The Price of Poverty

–In New Delhi private garbage collection is squeezing out those living off what they collect from it–New Delhi is hosting the Commonwealth Games next year and is trying to modernize and clean up the city. In an effort to improve the cleanliness of streets strewn with garbage, private companies have been awarded waste collection contracts in 8 of its 12 zones. This is bad news for the people whose livelihood depends on what they can collect from the trash and try to sell or recycle it. The private companies have guards by the dumps to keep out the ragpickers, among the poorest of the poor, usually by manhandling them. Bharati Chaturvedi, who works for Chintan, a support group for the ragpickers, says, “privatizing garbage is a death knell for these people…The Delhi government wants to show it’s a world-class city; it’s much the same syndrome we saw in Beijing before the Olympics when they shut down factories to improve air quality.
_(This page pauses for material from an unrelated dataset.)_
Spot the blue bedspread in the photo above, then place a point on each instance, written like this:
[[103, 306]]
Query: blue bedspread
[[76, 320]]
India cares about its image, not its poor. The ragpickers are being pushed out of their jobs and left with nothing and the government doesn’t care.”
Given the effort the Delhi government is going to in order to improve the city, it would seem that providing compensation for those being sacrificed isn’t too much to ask. As it is, Chaturvedi believes that “if these ragpickers are squeezed out, we’ll see them cutting back on what they eat, they’ll stop feeding their children milk, and we’ll see more women entering the sex trade. Is this progress? I don’t think it is.”